Alastair Cook is confident England will rise to the occasion in Sunday's eagerly anticipated Champions Trophy final.
England, winners of the World Twenty20 in 2010, will attempt to secure their first 50-over global title when they take on India or Sri Lanka at Edgbaston.
The host nation earned a spot in the final with a comprehensive seven-wicket thrashing of South Africa at The Oval yesterday.
Having seen his troops perform so impressively under pressure, Cook expects a similar display when the tournament's ultimate game takes place.
"Finals can bring out the best in people, and I think this England side in particular has delivered certainly when the chips have been down and the pressure has been up at its highest," reasoned the captain.
"I've got no doubt that the guys in our dressing room will turn up on Sunday. I'm fully confident in the lads that they can do that. I just hope it's our turn.
"It's in our own hands. If we turn up and deliver good skills, we have a good chance of winning."
Several individuals impressed against the Proteas as England followed their victory over New Zealand with the most emphatic of triumphs.
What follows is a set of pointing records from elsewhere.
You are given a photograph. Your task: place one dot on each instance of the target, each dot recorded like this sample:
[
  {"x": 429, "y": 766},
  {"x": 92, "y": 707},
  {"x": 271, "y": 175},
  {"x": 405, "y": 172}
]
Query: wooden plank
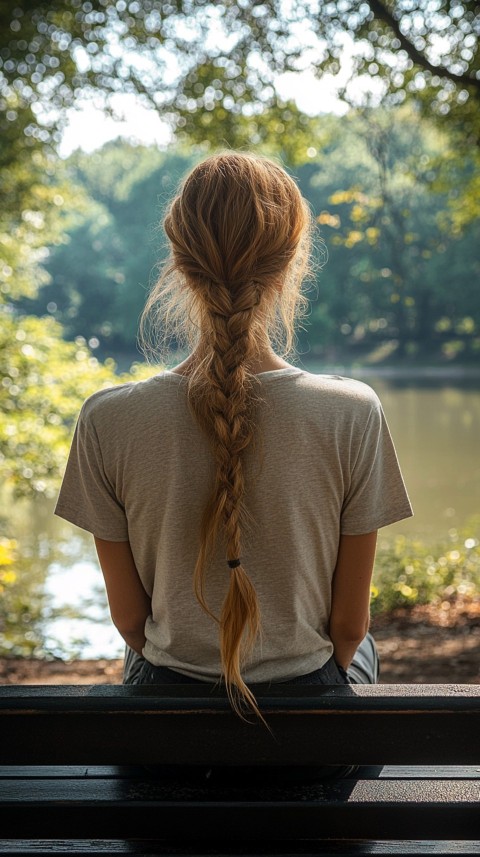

James Anderson - pictured - and James Tredwell led a wonderful bowling effort supplemented by six catches from wicketkeeper Jos Buttler, while Jonathan Trott and Joe Root contributed 82 not out and 48 respectively to a routine chase completed with more than 12 overs to spare.
"We have spoken about people standing up and delivering, and that's how you win one-day games," said Cook.
"Two or three people can win a game for you if they play well. That happened against us when (Kumar) Sangakkara got that fantastic hundred (to condemn England to defeat in the group stage) and we've done it twice now with the last two teams we've played against.
"We just need one more performance from whoever out of the 11 guys that are picked. Two of the guys stand up and deliver a performance, a man-of-the-match performance like that, and you can win the trophy.
"That's how exciting and how close you are to doing it. It's a good dressing room to be in when you're in the final of a major tournament."
England last contested the Champions Trophy final in 2004, also on home soil.
On that occasion West Indies pulled off an unlikely win following lower-order resistance from Courtney Browne and Ian Bradshaw.
"I hope this time we can go one better," said Cook. "It would be a massive achievement. It's very hard to do. It's taken a long time to get to the final."
Tredwell has enhanced his reputation in the injury-enforced absence of Graeme Swann, leaving England with a dilemma should the latter be ready to return on Sunday.
"It's going to be a very tough selection call if Swann is fit," admitted Cook.
"It's a good headache to have. We've been over the last couple games when Swanny has missed out. We've been saying how lucky we are to have Tredders as back up. He's more than back up at the moment; he's been outstanding.
"As I said, we won't risk it (playing Swann) if it's touch and go."